The short answer here is from a report commissioned by United Airlines in 1978 and written by F
Stanley Nowlan and Howard F Heap.
But, in truth, the foundations were laid long before that study. A correlation between major
maintenance activities and subsequent unreliability of equipment - since coined ‘The Waddington
Effect’ was noticed by C.H. Waddington in 1943. He was conducting operational research into the
effectiveness of the RAFs B24 fleet of aircraft. One of his findings was that otherwise reliable aircraft
were being subjected to invasive maintenance every 50 flight hours which led to a period of
unreliability due to maintenance induced or bedding-in failures.

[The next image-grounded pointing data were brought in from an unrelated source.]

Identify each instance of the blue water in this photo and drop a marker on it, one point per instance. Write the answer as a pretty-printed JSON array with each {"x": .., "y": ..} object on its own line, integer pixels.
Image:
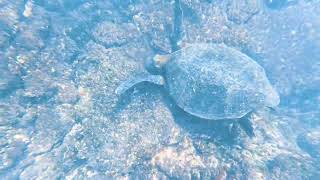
[{"x": 62, "y": 60}]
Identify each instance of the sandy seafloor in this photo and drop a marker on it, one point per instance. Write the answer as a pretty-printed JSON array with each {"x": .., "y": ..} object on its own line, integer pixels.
[{"x": 61, "y": 61}]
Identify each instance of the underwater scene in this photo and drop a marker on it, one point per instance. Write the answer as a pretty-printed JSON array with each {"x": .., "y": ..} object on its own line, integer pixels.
[{"x": 160, "y": 89}]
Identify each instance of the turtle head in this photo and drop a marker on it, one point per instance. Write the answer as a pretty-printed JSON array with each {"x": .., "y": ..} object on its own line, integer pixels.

Move forward another 20 years (or so) to the 1960s and a series of reliability programmes in the US
aviation sector introduce a series of documents, based on analysis, for the derivation of aircraft
preventive maintenance. Those studies resulted in the issue of Handbook - Maintenance Evaluation
and Program Development, MSG-1 (July 10, 1968) and the superseding Specification Maintenance
Program Development, Maintenance Steering Group - 2nd Task Force (MSG-2) (January 8, 1970).
In 1974 the US Department of Defense (DoD) started to take note of the benefits of RCM for its own
aviation platforms but felt that there was no adequate explanatory guidance and so they
commissioned United Airlines to create it…the result of which was the Nowlan and Heap Reliability-
centred maintenance publication previously mentioned. Genesis.
The 1980 initial issue of MSG-3 Operator/Manufacturer Scheduled Maintenance Development by ATA
(for aviation) and 1991 initial issue of RCMII by John Moubray (for industry) are based heavily on the
findings of Nowlan & Heap and both endure today.